Gleichzeitig endete im selben Jahr die Produktion der bisherigen Reihenvierzylinder, die mittlerweile leistungsmäßig nicht mehr auf der Höhe der Zeit waren und daher auch nicht zuletzt aufgrund der sich wegen des tödlichen Attentats von Sarajevo auf den österreichisch-ungarischen Thronfolger Erzherzog Franz Ferdinand und seiner Gemahlin Sophie im Juni 1914 dramatisch verschlechternden politischen Situation (die bald zu einem großen Krieg führen sollte) auch nicht mehr als Antriebsquelle von Militärflugzeugen im Betracht kamen.
Erster Weltkrieg (1914–1918)
In der Folge trieben ab Anfang 1915 die Hiero-Sechszylinder wie auch die Austro-Daimler 6 – letzterer im Laufe seiner Produktionszeit in zahlreichen verschiedenen Leistungsstufen – diverse österreichisch-ungarische Militärflugzeugtypen des Ersten Weltkriegs an. Allerdings waren die Kapazitäten von Werner & Pfleiderer in Wien schon bald nicht mehr ausreichend, um die enorme kriegsbedingte Nachfrage zu decken, so dass der Hiero unter anderem auch in Ungarn bei der Firma „Martha“ in Arad (heute in Rumänien) und bei „Ganz-Fiat“ in Budapest in Lizenz hergestellt wurde. Im Landesteil Österreich selbst kamen als zusätzliche Hersteller „Warchalowski, Eißler & Co.“ in Wien und „Breitfeld-Daněk“ (später in ČKD aufgegangen) in Prag hinzu. Ab 1917 wurde der Hiero aufgrund weiter steigender Nachfrage sogar im Deutschen Reich bei der Automobilfabrik „Loeb & Co. GmbH“ in Berlin-Charlottenburg in Lizenz hergestellt. Die Hiero-Motoren wurden unter dem Druck des Krieges sowie aufgrund kontinuierlicher Weiterentwicklung zwei Mal leistungsgesteigert, wobei sie stets leistungsfähiger als der vergleichbare Austro-Daimler 6 waren und als mindestens ebenso zuverlässig angesehen wurden.

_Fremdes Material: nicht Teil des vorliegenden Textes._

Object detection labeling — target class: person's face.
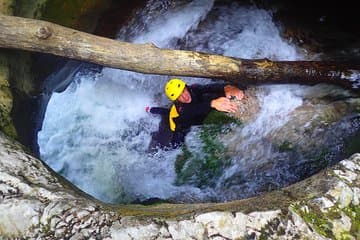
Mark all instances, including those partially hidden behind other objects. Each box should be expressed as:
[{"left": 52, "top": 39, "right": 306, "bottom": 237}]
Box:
[{"left": 177, "top": 87, "right": 191, "bottom": 103}]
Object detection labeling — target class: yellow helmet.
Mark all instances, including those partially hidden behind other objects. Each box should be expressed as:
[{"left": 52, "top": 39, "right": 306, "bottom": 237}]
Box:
[{"left": 165, "top": 78, "right": 186, "bottom": 101}]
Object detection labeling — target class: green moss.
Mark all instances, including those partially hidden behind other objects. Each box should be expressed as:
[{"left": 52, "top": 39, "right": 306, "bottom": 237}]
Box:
[
  {"left": 345, "top": 132, "right": 360, "bottom": 156},
  {"left": 342, "top": 204, "right": 360, "bottom": 239},
  {"left": 41, "top": 0, "right": 110, "bottom": 31},
  {"left": 0, "top": 0, "right": 15, "bottom": 15},
  {"left": 292, "top": 205, "right": 335, "bottom": 239},
  {"left": 175, "top": 111, "right": 238, "bottom": 187},
  {"left": 0, "top": 54, "right": 17, "bottom": 139},
  {"left": 278, "top": 141, "right": 294, "bottom": 152}
]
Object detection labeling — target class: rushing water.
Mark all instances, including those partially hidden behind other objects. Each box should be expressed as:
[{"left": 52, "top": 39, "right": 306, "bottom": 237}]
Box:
[{"left": 38, "top": 0, "right": 358, "bottom": 203}]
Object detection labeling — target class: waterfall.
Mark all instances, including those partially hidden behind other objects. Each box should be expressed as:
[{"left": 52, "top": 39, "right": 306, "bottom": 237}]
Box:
[{"left": 38, "top": 0, "right": 358, "bottom": 203}]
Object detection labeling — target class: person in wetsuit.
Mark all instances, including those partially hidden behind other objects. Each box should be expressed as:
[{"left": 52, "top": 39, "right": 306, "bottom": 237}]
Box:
[{"left": 147, "top": 79, "right": 244, "bottom": 148}]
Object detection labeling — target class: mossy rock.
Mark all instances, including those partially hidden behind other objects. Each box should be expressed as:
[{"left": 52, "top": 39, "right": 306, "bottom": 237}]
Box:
[
  {"left": 175, "top": 111, "right": 239, "bottom": 188},
  {"left": 0, "top": 54, "right": 17, "bottom": 139}
]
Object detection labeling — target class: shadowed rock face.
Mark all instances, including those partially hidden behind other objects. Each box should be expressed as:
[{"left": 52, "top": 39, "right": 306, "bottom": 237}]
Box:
[{"left": 0, "top": 134, "right": 360, "bottom": 239}]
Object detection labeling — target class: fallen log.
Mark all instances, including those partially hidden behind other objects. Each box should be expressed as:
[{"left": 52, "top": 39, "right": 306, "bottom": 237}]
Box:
[{"left": 0, "top": 15, "right": 360, "bottom": 89}]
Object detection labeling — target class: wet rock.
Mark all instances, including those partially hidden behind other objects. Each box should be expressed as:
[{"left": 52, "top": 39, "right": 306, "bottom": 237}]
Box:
[{"left": 0, "top": 133, "right": 360, "bottom": 240}]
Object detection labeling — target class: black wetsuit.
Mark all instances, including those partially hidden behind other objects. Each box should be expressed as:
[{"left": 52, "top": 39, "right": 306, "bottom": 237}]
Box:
[{"left": 150, "top": 84, "right": 225, "bottom": 149}]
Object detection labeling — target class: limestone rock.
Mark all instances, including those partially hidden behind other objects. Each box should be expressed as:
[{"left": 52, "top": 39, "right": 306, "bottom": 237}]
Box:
[{"left": 0, "top": 133, "right": 360, "bottom": 240}]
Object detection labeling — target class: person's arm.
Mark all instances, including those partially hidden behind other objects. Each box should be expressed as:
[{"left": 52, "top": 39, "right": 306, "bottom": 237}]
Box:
[
  {"left": 224, "top": 85, "right": 244, "bottom": 100},
  {"left": 145, "top": 107, "right": 169, "bottom": 115},
  {"left": 190, "top": 83, "right": 226, "bottom": 96}
]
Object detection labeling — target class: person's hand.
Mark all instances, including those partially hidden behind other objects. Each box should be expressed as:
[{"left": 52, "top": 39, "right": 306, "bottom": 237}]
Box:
[
  {"left": 224, "top": 85, "right": 244, "bottom": 100},
  {"left": 211, "top": 97, "right": 237, "bottom": 112}
]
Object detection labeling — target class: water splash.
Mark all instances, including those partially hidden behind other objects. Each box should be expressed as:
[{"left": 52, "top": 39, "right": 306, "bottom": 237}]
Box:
[{"left": 38, "top": 0, "right": 358, "bottom": 203}]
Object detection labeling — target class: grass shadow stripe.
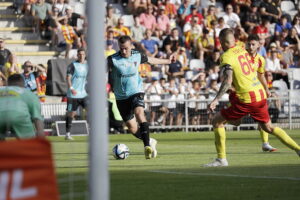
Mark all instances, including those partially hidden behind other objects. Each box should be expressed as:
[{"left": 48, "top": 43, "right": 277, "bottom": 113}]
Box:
[{"left": 148, "top": 170, "right": 300, "bottom": 181}]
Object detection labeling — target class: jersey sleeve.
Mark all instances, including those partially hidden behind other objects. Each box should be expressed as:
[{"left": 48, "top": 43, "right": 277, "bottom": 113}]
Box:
[
  {"left": 67, "top": 63, "right": 75, "bottom": 76},
  {"left": 141, "top": 53, "right": 148, "bottom": 64},
  {"left": 220, "top": 53, "right": 232, "bottom": 68},
  {"left": 257, "top": 57, "right": 266, "bottom": 74}
]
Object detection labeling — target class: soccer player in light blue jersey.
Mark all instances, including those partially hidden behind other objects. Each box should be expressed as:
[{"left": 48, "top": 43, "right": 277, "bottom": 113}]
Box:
[
  {"left": 107, "top": 36, "right": 175, "bottom": 159},
  {"left": 65, "top": 48, "right": 88, "bottom": 140}
]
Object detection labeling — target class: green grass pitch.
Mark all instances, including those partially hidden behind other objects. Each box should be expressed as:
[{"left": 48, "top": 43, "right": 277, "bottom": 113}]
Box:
[{"left": 50, "top": 130, "right": 300, "bottom": 200}]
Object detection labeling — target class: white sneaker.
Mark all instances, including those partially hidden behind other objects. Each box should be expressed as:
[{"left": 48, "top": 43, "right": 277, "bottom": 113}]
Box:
[
  {"left": 65, "top": 135, "right": 74, "bottom": 140},
  {"left": 262, "top": 143, "right": 277, "bottom": 152},
  {"left": 203, "top": 158, "right": 228, "bottom": 167},
  {"left": 150, "top": 138, "right": 157, "bottom": 158},
  {"left": 296, "top": 150, "right": 300, "bottom": 157}
]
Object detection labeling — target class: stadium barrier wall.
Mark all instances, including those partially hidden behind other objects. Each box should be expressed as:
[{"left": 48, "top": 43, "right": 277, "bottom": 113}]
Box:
[{"left": 42, "top": 90, "right": 300, "bottom": 133}]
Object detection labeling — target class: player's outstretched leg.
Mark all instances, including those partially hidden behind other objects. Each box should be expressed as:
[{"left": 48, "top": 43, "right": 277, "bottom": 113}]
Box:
[
  {"left": 272, "top": 127, "right": 300, "bottom": 156},
  {"left": 65, "top": 114, "right": 74, "bottom": 140},
  {"left": 204, "top": 127, "right": 228, "bottom": 167},
  {"left": 259, "top": 128, "right": 277, "bottom": 152}
]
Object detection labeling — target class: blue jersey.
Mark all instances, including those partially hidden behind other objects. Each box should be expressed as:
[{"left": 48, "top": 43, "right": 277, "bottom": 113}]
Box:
[
  {"left": 67, "top": 62, "right": 88, "bottom": 99},
  {"left": 107, "top": 50, "right": 148, "bottom": 100}
]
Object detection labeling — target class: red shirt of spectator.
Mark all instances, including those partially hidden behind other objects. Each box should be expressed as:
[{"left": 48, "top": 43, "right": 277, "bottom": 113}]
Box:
[{"left": 184, "top": 5, "right": 203, "bottom": 24}]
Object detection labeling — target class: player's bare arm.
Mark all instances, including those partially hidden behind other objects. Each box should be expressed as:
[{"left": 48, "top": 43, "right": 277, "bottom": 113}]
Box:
[
  {"left": 208, "top": 65, "right": 233, "bottom": 112},
  {"left": 257, "top": 72, "right": 271, "bottom": 97},
  {"left": 148, "top": 54, "right": 175, "bottom": 65}
]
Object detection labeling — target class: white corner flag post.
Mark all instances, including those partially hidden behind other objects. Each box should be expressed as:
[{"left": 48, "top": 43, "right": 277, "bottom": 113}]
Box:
[{"left": 86, "top": 0, "right": 109, "bottom": 200}]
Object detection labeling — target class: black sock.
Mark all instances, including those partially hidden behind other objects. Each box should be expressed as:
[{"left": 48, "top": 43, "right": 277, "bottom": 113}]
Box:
[
  {"left": 66, "top": 116, "right": 73, "bottom": 133},
  {"left": 139, "top": 122, "right": 150, "bottom": 146}
]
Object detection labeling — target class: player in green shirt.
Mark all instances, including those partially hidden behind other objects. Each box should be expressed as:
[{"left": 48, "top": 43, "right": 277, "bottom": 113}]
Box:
[{"left": 0, "top": 74, "right": 44, "bottom": 139}]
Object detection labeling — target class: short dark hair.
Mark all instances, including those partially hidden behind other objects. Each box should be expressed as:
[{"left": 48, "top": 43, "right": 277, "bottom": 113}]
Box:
[
  {"left": 219, "top": 28, "right": 234, "bottom": 38},
  {"left": 247, "top": 34, "right": 259, "bottom": 42},
  {"left": 118, "top": 35, "right": 131, "bottom": 44},
  {"left": 7, "top": 74, "right": 25, "bottom": 87}
]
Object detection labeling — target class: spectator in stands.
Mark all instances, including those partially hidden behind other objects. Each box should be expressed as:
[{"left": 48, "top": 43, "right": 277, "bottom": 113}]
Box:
[
  {"left": 113, "top": 17, "right": 131, "bottom": 38},
  {"left": 266, "top": 49, "right": 290, "bottom": 88},
  {"left": 55, "top": 15, "right": 82, "bottom": 58},
  {"left": 281, "top": 42, "right": 294, "bottom": 69},
  {"left": 0, "top": 71, "right": 6, "bottom": 86},
  {"left": 156, "top": 5, "right": 170, "bottom": 35},
  {"left": 292, "top": 15, "right": 300, "bottom": 36},
  {"left": 204, "top": 5, "right": 218, "bottom": 28},
  {"left": 242, "top": 3, "right": 262, "bottom": 33},
  {"left": 214, "top": 17, "right": 229, "bottom": 37},
  {"left": 252, "top": 19, "right": 271, "bottom": 42},
  {"left": 183, "top": 17, "right": 202, "bottom": 48},
  {"left": 53, "top": 0, "right": 69, "bottom": 16},
  {"left": 163, "top": 28, "right": 184, "bottom": 55},
  {"left": 166, "top": 79, "right": 178, "bottom": 126},
  {"left": 3, "top": 55, "right": 22, "bottom": 78},
  {"left": 0, "top": 38, "right": 14, "bottom": 72},
  {"left": 285, "top": 28, "right": 300, "bottom": 53},
  {"left": 163, "top": 0, "right": 177, "bottom": 15},
  {"left": 21, "top": 60, "right": 46, "bottom": 93},
  {"left": 65, "top": 5, "right": 87, "bottom": 49},
  {"left": 275, "top": 15, "right": 292, "bottom": 36},
  {"left": 260, "top": 0, "right": 282, "bottom": 23},
  {"left": 184, "top": 5, "right": 204, "bottom": 25},
  {"left": 140, "top": 5, "right": 157, "bottom": 31},
  {"left": 141, "top": 29, "right": 158, "bottom": 57},
  {"left": 35, "top": 64, "right": 47, "bottom": 102},
  {"left": 176, "top": 47, "right": 189, "bottom": 70},
  {"left": 222, "top": 4, "right": 241, "bottom": 28},
  {"left": 0, "top": 74, "right": 44, "bottom": 139},
  {"left": 257, "top": 37, "right": 267, "bottom": 58},
  {"left": 31, "top": 0, "right": 52, "bottom": 33},
  {"left": 65, "top": 48, "right": 88, "bottom": 140},
  {"left": 205, "top": 49, "right": 221, "bottom": 72},
  {"left": 166, "top": 54, "right": 184, "bottom": 81},
  {"left": 105, "top": 4, "right": 118, "bottom": 27},
  {"left": 176, "top": 77, "right": 189, "bottom": 126},
  {"left": 131, "top": 16, "right": 146, "bottom": 42},
  {"left": 196, "top": 29, "right": 215, "bottom": 60},
  {"left": 106, "top": 28, "right": 119, "bottom": 51},
  {"left": 105, "top": 40, "right": 116, "bottom": 58}
]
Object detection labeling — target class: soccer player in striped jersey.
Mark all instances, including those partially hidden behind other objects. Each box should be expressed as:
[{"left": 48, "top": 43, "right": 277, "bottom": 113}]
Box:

Der Hiero E, die erste Version dieser Reihen-Sechszylinder ab 1915, besaß die typischen Merkmale eines entsprechenden Motors mit senkrecht angeordneten stehenden Zylindern wie Kurbelgehäuse aus Aluminium, angeschraubte Zylinder aus Gusseisen, zwei Ventile pro Zylinder (je eines für Ein- und für Auslass), die über Stoßstangen und Kipphebel betätigt wurden, sowie Doppelzündung mit zwei Bosch-Zündmagneten.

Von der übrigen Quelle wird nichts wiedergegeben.